From mboxrd@z Thu Jan  1 00:00:00 1970
From: Thomas Monjalon <thomas.monjalon@6wind.com>
Subject: Re: [PATCH v7 0/7] Cuckoo hash - part 3 of Cuckoo hash
Date: Mon, 13 Jul 2015 00:46:56 +0200
Message-ID: <2632377.THyBr7JfX0@xps13>
References: <1436571020-16252-1-git-send-email-pablo.de.lara.guarch@intel.com>
 <1436573936-15956-1-git-send-email-pablo.de.lara.guarch@intel.com>
Mime-Version: 1.0
Content-Type: text/plain; charset="us-ascii"
Content-Transfer-Encoding: 7Bit
Cc: dev@dpdk.org
To: Pablo de Lara <pablo.de.lara.guarch@intel.com>
Return-path: <dev-bounces@dpdk.org>
Received: from mail-wi0-f173.google.com (mail-wi0-f173.google.com
 [209.85.212.173]) by dpdk.org (Postfix) with ESMTP id ABFD45A86
 for <dev@dpdk.org>; Mon, 13 Jul 2015 00:48:08 +0200 (CEST)
Received: by wicmz13 with SMTP id mz13so47759535wic.0
 for <dev@dpdk.org>; Sun, 12 Jul 2015 15:48:08 -0700 (PDT)

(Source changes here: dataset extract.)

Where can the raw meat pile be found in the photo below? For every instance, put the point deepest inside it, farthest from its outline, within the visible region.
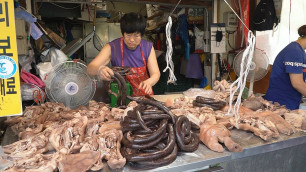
(53, 137)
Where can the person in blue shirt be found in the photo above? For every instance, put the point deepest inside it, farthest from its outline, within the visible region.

In-Reply-To: <1436573936-15956-1-git-send-email-pablo.de.lara.guarch@intel.com>
List-Id: patches and discussions about DPDK <dev.dpdk.org>
List-Unsubscribe: <http://dpdk.org/ml/options/dev>,
 <mailto:dev-request@dpdk.org?subject=unsubscribe>
List-Archive: <http://dpdk.org/ml/archives/dev/>
List-Post: <mailto:dev@dpdk.org>
List-Help: <mailto:dev-request@dpdk.org?subject=help>
List-Subscribe: <http://dpdk.org/ml/listinfo/dev>,
 <mailto:dev-request@dpdk.org?subject=subscribe>
Errors-To: dev-bounces@dpdk.org
Sender: "dev" <dev-bounces@dpdk.org>

2015-07-11 01:18, Pablo de Lara:
> This patchset is to replace the existing hash library with
> a more efficient and functional approach, using the Cuckoo hash
> method to deal with collisions. This method is based on using
> two different hash functions to have two possible locations
> in the hash table where an entry can be.

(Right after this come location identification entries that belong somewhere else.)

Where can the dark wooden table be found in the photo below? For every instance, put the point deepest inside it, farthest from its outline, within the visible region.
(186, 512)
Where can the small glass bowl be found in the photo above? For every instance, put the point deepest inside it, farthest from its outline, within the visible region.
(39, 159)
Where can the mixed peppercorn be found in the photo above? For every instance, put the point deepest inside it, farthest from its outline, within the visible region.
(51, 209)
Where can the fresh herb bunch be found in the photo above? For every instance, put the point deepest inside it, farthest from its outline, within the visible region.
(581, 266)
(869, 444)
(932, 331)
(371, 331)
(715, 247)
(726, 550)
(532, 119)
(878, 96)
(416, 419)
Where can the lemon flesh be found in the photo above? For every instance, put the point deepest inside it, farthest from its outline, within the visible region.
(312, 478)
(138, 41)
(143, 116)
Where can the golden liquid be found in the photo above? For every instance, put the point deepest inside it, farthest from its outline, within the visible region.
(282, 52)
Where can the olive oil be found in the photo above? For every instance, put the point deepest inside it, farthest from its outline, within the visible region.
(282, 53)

> So, if a bucket is full, a new entry can push one of the items
> in that bucket to its alternative location, making space for itself.
> 
> Advantages
> ~~
> - Offers the option to store more entries when the target bucket is full
>   (unlike the previous implementation)
> - Memory efficient: for storing those entries, it is not necessary to
>   request new memory, as the entries will be stored in the same table
> - Constant worst lookup time: in worst case scenario, it always takes
>   the same time to look up an entry, as there are only two possible locations
>   where an entry can be.
> - Storing data: user can store data in the hash table, unlike the
>   previous implementation, but he can still use the old API
> 
> This implementation typically offers over 90% utilization.
> Notice that API has been extended, but old API remains.
> Check documentation included to know more about this new implementation
> (including how entries are distributed as table utilization increases).
> 
> Changes in v7:
> - Fix inaccurate documentation
> 
> Changes in v6:
> - Replace datatype for functions from uintptr_t to void *
> 
> Changes in v5:
> - Fix 32-bit compilation issues
> 
> Changes in v4:
> - Unit tests enhancements are not part of this patchset anymore.
> - rte_hash structure has been made internal in another patch,
>   so it is not part of this patchset anymore.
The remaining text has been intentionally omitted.